Öğrenci merkezli bir eğitimi hayata geçirmek; öğrenciler arasındaki farklılığın çok daha belirgin bir şekilde yansıtılabileceği bir sistem kurgulamak anlamına gelmektedir.

Genel olarak kalkınma, hem ekonomik hem de toplumsal bir süreç olarak karşımıza çıkmaktadır. Bu anlamda eğitimin ülkelerin kalkınmışlık ölçütlerinin yüksek seviyelerde olmasına katkısı oldukça büyük olmaktadır.

Çok sayıda genç insanın, kalkınan bir ekonomi ve cari anayasa hedeflerine uygun olarak yetiştirilmesi; eğitimin, toplumsal, kültürel ve psikolojik etkilerinin yanı sıra ekonomik etkisinin olduğunu gösterir. Ülkedeki ekonomik duruma yansıyan bu etkiler de ülkelerin azgelişmiş ya da gelişmiş olarak sınıflandırmasına neden olmaktadır.

Ülke kalkınmasına doğrudan katkıda bulunan ve teknolojik yeniliklerin vazgeçilmez bir unsuru olan sanayi sektörü için; mesleki ve teknik eğitimle beşeri sermaye/nitelikli işgücü hayati bir önem taşımaktadır. Bilgiyi üretme, kullanma ve yayma becerisi olarak tanımlanabilecek teknoloji sektörü de; sanayi üretimi, uluslararası piyasalardaki rekabet gücü, refah ve sürdürülebilir ekonomik büyümenin en kritik unsuru hâline gelmektedir.

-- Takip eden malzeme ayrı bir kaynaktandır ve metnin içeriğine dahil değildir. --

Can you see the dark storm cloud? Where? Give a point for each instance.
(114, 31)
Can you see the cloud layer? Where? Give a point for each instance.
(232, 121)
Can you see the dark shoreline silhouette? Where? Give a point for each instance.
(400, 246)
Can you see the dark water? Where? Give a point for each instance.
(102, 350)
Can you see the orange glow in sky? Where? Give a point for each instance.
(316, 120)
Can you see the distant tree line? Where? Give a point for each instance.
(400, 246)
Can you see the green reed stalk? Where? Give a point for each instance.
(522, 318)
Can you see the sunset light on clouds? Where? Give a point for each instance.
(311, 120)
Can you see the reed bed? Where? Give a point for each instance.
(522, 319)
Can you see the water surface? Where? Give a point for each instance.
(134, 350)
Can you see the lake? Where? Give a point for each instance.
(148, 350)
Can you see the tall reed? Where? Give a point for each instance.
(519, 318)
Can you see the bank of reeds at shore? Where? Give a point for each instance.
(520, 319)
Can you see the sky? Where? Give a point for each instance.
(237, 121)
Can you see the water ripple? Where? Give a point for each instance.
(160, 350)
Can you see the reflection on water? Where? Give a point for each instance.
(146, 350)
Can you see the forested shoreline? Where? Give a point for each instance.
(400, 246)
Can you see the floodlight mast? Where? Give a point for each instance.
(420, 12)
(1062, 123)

Sermaye ve ticaretin küreselleşmesi ile birlikte, kalite ve maliyet açısından küresel ölçekte rekabet gücüne sahip olabilmek için, ürün ve üretim süreçlerinin ileri teknolojiye ve rekabete uyumlu, eğitimi güçlü, nitelikli işgücüne dayanması gerekmektedir.

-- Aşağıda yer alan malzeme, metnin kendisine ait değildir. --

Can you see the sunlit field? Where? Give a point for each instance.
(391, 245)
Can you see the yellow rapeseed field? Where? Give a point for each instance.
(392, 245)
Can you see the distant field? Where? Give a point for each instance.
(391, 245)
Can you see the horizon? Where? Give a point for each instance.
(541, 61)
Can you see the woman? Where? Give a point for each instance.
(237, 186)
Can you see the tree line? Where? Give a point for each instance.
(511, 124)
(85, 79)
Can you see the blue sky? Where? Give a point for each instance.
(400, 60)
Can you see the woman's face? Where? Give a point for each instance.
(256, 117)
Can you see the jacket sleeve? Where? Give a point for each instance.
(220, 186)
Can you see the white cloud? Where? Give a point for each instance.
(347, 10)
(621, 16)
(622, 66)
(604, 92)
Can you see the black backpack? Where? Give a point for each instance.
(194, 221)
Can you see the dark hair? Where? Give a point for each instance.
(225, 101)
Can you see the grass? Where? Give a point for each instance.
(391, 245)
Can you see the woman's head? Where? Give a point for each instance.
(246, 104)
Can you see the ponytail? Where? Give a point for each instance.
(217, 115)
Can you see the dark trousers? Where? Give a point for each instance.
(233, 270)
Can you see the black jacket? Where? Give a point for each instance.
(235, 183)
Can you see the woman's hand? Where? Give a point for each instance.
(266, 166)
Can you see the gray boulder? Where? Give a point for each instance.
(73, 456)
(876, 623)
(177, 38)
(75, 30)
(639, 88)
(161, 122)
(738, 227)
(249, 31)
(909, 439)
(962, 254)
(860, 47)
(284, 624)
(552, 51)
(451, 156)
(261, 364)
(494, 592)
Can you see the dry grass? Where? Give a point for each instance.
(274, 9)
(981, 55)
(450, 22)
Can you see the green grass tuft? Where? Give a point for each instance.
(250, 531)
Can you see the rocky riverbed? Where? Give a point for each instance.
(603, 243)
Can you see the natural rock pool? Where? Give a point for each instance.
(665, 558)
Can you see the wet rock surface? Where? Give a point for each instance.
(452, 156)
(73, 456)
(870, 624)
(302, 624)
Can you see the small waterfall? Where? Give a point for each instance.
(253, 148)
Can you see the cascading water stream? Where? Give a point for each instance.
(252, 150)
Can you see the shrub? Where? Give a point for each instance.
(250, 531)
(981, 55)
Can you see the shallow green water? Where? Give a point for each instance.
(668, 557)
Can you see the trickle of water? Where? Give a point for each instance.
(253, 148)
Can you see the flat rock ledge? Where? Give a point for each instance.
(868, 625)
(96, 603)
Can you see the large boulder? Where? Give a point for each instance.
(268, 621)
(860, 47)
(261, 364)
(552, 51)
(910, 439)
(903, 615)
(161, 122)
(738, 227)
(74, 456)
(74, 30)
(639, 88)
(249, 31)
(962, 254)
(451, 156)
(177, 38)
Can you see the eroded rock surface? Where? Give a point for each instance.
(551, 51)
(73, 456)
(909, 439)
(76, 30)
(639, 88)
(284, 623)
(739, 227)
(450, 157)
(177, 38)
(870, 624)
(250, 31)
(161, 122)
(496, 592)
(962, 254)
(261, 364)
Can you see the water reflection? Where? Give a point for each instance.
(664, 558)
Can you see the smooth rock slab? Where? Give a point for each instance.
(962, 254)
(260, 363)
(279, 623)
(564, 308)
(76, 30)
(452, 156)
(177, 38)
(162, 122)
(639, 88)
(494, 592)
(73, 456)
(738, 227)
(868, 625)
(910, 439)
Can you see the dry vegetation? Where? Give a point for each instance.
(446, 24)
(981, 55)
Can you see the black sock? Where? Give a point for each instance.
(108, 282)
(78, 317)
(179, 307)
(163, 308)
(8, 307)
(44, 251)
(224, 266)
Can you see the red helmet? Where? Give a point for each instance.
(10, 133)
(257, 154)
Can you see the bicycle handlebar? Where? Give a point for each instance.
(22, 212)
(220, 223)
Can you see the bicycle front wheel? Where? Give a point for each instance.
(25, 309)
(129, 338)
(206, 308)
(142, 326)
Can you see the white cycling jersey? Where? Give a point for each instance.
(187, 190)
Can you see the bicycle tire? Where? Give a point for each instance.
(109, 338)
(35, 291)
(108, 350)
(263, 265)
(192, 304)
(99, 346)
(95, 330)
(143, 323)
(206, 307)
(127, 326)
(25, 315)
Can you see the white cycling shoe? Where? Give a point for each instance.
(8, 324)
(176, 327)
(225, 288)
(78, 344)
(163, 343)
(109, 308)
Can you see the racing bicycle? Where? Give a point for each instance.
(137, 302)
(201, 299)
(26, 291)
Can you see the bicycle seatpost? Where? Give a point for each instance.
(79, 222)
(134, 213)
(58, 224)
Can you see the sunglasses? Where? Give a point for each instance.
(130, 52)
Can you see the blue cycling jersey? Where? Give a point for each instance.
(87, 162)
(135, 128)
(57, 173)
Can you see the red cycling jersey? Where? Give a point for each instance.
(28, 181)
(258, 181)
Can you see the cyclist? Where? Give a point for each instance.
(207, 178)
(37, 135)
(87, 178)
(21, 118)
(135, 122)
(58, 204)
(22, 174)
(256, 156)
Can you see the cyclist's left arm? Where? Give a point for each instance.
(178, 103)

Teknoloji ve kaliteli üretimin belirleyici unsur hâline geldiği, uluslararası rekabet gücü ve sürdürülebilir kalkınmanın temeli olan sanayi sektöründe; uzun vadeli gelişme perspektifleri yeniden şekillenmekte, yüksek teknoloji yeteneği ve modern üretim yapısına sahip sanayiler hızla büyümekte, teknolojik yeteneğin yükselmesi ile düşük teknoloji sanayilerinde de üretkenlik artmaktadır.

Sanayi ve teknoloji sektöründe yaşanan hızlı değişim ve yeniliklerle ekonomik potansiyelin artması, üretken ve gelişme hızı yüksek sektörlere doğru yaşanan dönüşüm; bilgiyi kullanan, yorumlayan ve yeni teknolojiler üretebilen yetişmiş insan gücü ihtiyacını da beraberinde getirmektedir.

Öyleyse, dünyanın sanayi ve teknolojik gidişatının peşine takılmış eğitim modeli yanında bu gidişatı değiştirmeye yönelik eğitim modeli neden hiç zikredilmiyor? Türk eğitim modeli nedir? Sanayi ve teknolojide köle insan modeli yetiştirmek midir? Türk vizyonu yok mudur? Olmamalı mıdır?

Türkiye ekonomisinde iki binlerin başından itibaren yaşanan yüksek tempolu büyüme sürecinin sağlıklı ve sürdürülebilir olması, küresel rekabet gücünün yükseltilmesi, sanayi sektörünün teknoloji-yoğun bir sektöre dönüştürülmesi için; sanayi ve ileri teknoloji sektöründe ihtiyaç duyulan nitelikli insan kaynağı yetiştirilmesi, insan gücünün verimli ve etkin bir şekilde kullanılması büyük önem taşımakta, yeni piyasa koşulları ve üretimden beklenen yüksek kalite, mesleki yeteneklerin geliştirilmesini gerektirmektedir.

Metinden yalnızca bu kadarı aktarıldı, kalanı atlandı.